Measurable domatic partitions

TL;DR

This paper characterizes when continuous, Baire measurable, and Haar measurable domatic partitions exist in compact Polish groups, linking their existence to the topological closure of a subset and exploring their properties in descriptive graph settings.

Contribution

It establishes the equivalence between the existence of continuous and Baire measurable domatic partitions and the uncountability of the closure of the subset, also providing conditions for Haar measurable partitions.

Findings

Continuous and Baire measurable partitions are equivalent under certain conditions.

Haar measurable partitions exist universally for all subsets.

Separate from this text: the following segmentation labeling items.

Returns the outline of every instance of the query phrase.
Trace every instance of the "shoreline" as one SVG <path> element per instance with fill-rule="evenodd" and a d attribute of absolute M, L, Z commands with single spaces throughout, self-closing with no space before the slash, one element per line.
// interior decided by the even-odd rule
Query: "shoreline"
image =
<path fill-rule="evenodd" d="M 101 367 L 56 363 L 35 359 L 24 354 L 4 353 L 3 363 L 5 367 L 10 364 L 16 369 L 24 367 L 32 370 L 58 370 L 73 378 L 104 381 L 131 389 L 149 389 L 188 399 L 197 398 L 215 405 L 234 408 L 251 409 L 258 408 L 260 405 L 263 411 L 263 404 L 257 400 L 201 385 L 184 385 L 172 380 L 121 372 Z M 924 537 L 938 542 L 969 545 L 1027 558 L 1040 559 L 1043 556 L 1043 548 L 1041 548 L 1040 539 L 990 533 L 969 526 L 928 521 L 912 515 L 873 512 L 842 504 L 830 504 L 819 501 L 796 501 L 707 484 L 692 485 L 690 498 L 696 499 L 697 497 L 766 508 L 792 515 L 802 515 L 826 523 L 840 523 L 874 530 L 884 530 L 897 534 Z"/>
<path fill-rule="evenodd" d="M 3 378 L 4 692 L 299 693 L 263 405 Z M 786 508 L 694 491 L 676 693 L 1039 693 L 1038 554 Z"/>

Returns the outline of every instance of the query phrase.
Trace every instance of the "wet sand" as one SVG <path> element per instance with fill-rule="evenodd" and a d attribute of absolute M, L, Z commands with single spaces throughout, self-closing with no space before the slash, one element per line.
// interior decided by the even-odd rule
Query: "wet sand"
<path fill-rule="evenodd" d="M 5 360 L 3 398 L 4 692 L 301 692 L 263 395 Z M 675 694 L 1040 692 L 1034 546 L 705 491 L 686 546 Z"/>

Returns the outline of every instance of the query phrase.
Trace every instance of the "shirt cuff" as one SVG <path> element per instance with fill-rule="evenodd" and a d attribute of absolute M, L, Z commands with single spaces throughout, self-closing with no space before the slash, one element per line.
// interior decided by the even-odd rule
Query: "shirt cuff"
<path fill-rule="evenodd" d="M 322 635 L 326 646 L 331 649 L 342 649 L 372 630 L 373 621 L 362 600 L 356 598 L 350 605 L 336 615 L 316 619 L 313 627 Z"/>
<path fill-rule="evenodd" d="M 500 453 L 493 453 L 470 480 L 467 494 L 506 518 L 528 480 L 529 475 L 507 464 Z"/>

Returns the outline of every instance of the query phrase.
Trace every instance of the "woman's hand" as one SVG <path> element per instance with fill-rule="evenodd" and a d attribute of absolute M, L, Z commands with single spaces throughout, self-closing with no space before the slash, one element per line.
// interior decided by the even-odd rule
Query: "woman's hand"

Topological closure of the subset determines the existence of partitions.

Abstract

Let $\Gamma$ be a compact Polish group of finite topological dimension. For a countably infinite subset $S\subseteq \Gamma$, a domatic $\aleph_0$-partition (for its Schreier graph on $\Gamma$) is a partial function $f:\Gamma\rightharpoonup\mathbb{N}$ such that for every $x\in \Gamma$, one has $f[S\cdot x]=\mathbb{N}$. We show that a continuous domatic $\aleph_0$-partition exists, if and only if a Baire measurable domatic $\aleph_0$-partition exists, if and only if the topological closure of $S$ is uncountable. A Haar measurable domatic $\aleph_0$-partition exists for all choices of $S$. We also investigate domatic partitions in the general descriptive graph combinatorial setting.